Bishop Fulton Sheen in his autobiography, Treasure in Clay, wrote about an experience he had when he was traveling around preaching:
“I stopped to ask a few boys for directions to the Town Hall where I was giving a lecture. They told me where the Town Hall was and then asked, “What are you going to do there?”
“I’m giving a lecture on heaven and how to get there. Would you like to come and find out?”
“You’ve got to be kidding,” one boy said. “You don’t even know the way to the Town Hall.”[1]
So if someone were to ask you how to get to the kingdom of heaven, what would you say? Today’s parables have some surprising answers.
Every day we experience the first parable: we are just going about our business when we hit a snag. I can almost hear the farmer, “Dang it! Martha? ‘Nother stone!” Many of us when we hit a snag in our day, may have stronger language than that. What’s amazing is that the farmer, in taking the time to remove the obstacle from the path, recognizes the “obstacle” for what it is…treasure! Now in an ethical sense, what the farmer does next is a little fishy. In Roman law, as in our own, treasure belongs to the owner of a field in which it is found. The ethics are not the point here. The point is the great joy and great singleness of purpose that grip the farmer. If we are the farmer, it suggests that the kingdom of heaven can be found in the snags and interruptions of our day. But how often in our days we hit a snag, do we look for the “treasure” that may be hidden in it? How often do we seize the opportunity God has placed before us? Are we willing to throw everything we have into that opportunity? We are the treasure seeker, and the Kingdom of Heaven is a treasure we weren’t looking for, but we run into or run over the Kingdom in the course of our ordinary lives.
Some of us have experienced the second parable. Today, I think Jesus might have said that the kingdom of heaven is like a garage-saler. How many of you have seen the TV program, “Antique Roadshow?” My favorite part is when someone brings out a piece of junk and discovers that it is worth a fortune. One of my favorites was a young woman who went to a garage sale and saw three paintings that looked seemed a bit faded, but had an unmistakable flair for color and style…unmistakable to her anyway. She asked the seller what they wanted for them and they said $20 each. She walked back to the car, scrounged for every last dollar and fighting down her excitement, went back to buy the paintings. She had recognized that the paintings were done by one of the great artists of the 1800s and were worth tens of thousands of dollars if not more. The kingdom of heaven is like a garage-saler out looking for something valuable—you and me. Some people may not think we are worth much, but when God finds us, he recognizes all the best and most beautiful possibilities in us, perhaps things even we do not see. God is the treasure seeker and we are the treasure worth everything God had.
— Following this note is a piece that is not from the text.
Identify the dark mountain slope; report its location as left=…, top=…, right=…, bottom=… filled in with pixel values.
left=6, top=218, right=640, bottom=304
Which brings us back to how do we find the Kingdom of Heaven? Jesus has some good news for us today. If we are looking for the Kingdom of Heaven, we don’t have far to look—we probably run into or trip over the Kingdom of Heaven every day. If we are looking for the Kingdom of Heaven, we won’t have far to look—the Kingdom of Heaven is looking for us! We will recognize we have run into the Kingdom or the Kingdom has run into us because the Kingdom is wherever God’s rule is felt. The real question then is not whether we will find the Kingdom of Heaven, but whether we will recognize it when we do, and as one commentator writes, “When we find it (“fully grasp its infinite worth”), [will we] joyfully let go of all competing claims on our lives and make it our one great possession?”
The curious thing about the Kingdom of Heaven is that although we can try to see it ahead of us, it seems the only way to really see it is through the sign of the One who embodied Kingdom come: the sign of the cross. Here the Treasure Seeking Lord was willing to die to purchase us, His treasure. On the cross we discover that Christ is the steadfast, sacrificial treasure we have sought all our lives. Through the cross, we recognize the Kingdom of Heaven—the blind will see, the lame will walk, kindness will be done, compassion will be shown, beauty will be seen, love will be shared. Turn around! The Kingdom of Heaven is upon you!
[1]www.SermonCentral.com. Contributed by Tim Sherman.